An arrhythmia is any disorder of your heart rate or rhythm. It means that your heart beats too quickly, too slowly, or with an irregular pattern. Most arrhythmias result from problems in the electrical system of the heart. If your arrhythmia is serious, you may need a cardiac pacemaker or an implantable cardioverter defibrillator (ICD). They are devices that are implanted in your chest or abdomen.
A pacemaker helps control abnormal heart rhythms. It uses electrical pulses to prompt the heart to beat at a normal rate. It can speed up a slow heart rhythm (bradycardia), control a fast heart rhythm (tachycardia), and coordinate the chambers of the heart.

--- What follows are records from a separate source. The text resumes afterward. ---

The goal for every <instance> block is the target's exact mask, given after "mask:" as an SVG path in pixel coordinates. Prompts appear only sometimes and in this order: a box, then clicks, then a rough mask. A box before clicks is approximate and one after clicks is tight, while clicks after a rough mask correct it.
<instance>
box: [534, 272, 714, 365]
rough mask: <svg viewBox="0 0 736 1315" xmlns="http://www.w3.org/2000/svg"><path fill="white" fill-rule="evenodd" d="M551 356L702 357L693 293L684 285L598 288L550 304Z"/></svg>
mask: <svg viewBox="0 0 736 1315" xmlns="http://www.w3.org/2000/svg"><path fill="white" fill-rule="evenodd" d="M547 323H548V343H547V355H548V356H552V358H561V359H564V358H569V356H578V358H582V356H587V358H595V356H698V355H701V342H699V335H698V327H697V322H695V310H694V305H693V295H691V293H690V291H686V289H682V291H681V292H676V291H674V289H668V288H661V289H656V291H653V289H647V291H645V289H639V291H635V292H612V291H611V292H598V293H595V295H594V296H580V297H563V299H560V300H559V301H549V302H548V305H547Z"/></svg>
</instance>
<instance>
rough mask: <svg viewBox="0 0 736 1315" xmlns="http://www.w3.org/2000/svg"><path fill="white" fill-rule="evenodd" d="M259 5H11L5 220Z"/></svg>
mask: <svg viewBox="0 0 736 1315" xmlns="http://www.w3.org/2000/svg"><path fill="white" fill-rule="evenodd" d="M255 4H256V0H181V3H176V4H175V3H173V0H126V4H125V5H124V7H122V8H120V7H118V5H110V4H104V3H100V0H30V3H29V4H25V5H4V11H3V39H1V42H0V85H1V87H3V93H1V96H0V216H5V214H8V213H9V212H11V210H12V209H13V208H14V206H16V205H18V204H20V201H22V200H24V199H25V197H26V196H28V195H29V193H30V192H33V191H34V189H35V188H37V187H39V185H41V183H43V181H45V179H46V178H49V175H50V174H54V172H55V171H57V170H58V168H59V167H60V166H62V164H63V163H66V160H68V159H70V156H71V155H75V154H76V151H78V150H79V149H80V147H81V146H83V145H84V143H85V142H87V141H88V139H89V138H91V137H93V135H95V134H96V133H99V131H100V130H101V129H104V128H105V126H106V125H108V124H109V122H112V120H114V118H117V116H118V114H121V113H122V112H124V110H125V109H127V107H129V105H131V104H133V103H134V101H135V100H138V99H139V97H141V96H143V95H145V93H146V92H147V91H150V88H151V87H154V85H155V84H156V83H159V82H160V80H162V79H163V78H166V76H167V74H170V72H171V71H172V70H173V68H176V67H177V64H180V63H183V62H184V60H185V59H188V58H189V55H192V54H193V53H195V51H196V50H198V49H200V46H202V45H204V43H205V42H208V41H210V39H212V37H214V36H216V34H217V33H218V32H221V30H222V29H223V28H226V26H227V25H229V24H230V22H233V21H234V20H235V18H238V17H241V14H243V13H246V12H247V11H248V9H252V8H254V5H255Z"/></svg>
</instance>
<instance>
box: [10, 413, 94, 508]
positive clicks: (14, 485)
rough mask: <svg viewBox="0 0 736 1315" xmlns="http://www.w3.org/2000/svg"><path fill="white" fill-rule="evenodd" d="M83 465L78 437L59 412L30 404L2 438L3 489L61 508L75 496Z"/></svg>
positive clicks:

A Defibrillator, or Implantable Cardioverter Defibrillator (ICD), is a battery-powered device placed under the skin that keeps track of your heart rate. Thin wires connect the ICD to your heart. If an abnormal heart rhythm is detected the device will deliver an electric shock to restore a normal heartbeat if your heart is beating abnormally and much too fast.
ICDs are very useful in preventing sudden death in patients with known, sustained ventricular tachycardia or fibrillation. Studies have shown ICDs to have a role in preventing cardiac arrest in high-risk patients who haven't had, but are at risk for, life-threatening ventricular arrhythmias.